- #1
Jrlinton
- 134
- 1
Homework Statement
A conservative force F(x) acts on a 2.0 kg particle that moves along an x axis. The potential energy U(x) associated with F(x) is graphed in the figure. When the particle is at x = 2.0 m, its velocity is –1.2 m/s. (a) What isF(x) at this position, including sign? Between what positions on the (b) left and (c) right does the particle move? (d) What is its particle's speed at x = 7.0 m?
Homework Equations
The Attempt at a Solution
So I started with part d and with the force being conservative I added the potential energy of x=2 (-7J) to its kinetic energy (.5*2kg*(-1.2m/s)^2=1.44J) with its added energy being -5.56 J and set that equal to the potential energy of x=7 (-17J) and its kinetic energy (.5*2kg8v^2) and solved for v to get a speed of 3.38 m/s. That was incorrect.

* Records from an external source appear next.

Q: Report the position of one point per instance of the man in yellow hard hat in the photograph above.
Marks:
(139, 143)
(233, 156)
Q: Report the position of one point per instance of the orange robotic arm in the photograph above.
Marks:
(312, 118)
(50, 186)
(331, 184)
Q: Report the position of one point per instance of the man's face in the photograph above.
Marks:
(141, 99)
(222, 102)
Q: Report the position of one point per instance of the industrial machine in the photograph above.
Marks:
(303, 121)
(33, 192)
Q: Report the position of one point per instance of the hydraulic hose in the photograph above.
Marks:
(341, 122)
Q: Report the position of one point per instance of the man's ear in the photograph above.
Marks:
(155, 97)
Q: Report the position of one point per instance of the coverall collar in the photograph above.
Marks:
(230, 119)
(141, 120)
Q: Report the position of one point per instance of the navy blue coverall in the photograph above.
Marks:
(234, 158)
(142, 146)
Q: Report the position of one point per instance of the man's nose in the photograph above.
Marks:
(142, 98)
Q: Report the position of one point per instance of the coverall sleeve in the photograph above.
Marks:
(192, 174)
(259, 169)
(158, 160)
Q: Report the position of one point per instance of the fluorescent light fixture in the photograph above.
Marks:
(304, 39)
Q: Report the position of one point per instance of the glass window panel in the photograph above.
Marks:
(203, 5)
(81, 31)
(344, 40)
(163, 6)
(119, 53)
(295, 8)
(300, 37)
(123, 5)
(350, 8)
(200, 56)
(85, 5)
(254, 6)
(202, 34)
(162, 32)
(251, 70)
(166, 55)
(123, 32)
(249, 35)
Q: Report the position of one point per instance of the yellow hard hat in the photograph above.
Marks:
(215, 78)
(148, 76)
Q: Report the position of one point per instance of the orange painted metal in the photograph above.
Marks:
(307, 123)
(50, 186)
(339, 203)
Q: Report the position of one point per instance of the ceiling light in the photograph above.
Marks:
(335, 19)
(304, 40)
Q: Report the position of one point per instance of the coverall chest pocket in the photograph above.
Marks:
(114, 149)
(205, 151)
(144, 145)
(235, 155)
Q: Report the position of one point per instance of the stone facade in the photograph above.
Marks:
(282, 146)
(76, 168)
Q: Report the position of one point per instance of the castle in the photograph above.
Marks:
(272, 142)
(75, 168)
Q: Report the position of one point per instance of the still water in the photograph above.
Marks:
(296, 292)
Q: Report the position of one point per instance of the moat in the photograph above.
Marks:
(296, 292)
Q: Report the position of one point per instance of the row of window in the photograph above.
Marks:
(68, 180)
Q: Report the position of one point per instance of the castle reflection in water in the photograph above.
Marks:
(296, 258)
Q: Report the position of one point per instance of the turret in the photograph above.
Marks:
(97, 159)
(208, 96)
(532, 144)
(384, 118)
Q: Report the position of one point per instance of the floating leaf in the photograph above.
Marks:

I then used the same basic technique to calculate the force at x=2. I saw that the acceleration was constant in that interval and used another point (x=3) in that interval to get a velocity value (-2.54m/s) and finding the difference between the two squared velocities ((-2.54)^2-(-1.2)^2)=5.01) and dividing by twice the distance (2) i got the acceleration to be -2.51 as the velocities were decreasing. I then mulitplied the acceleration by the mass of 2kg to get -5.02 N. This was also incorrect.
I am completely unsure as to how to answer b and c either which would seem that these two would be the simplest to figure out.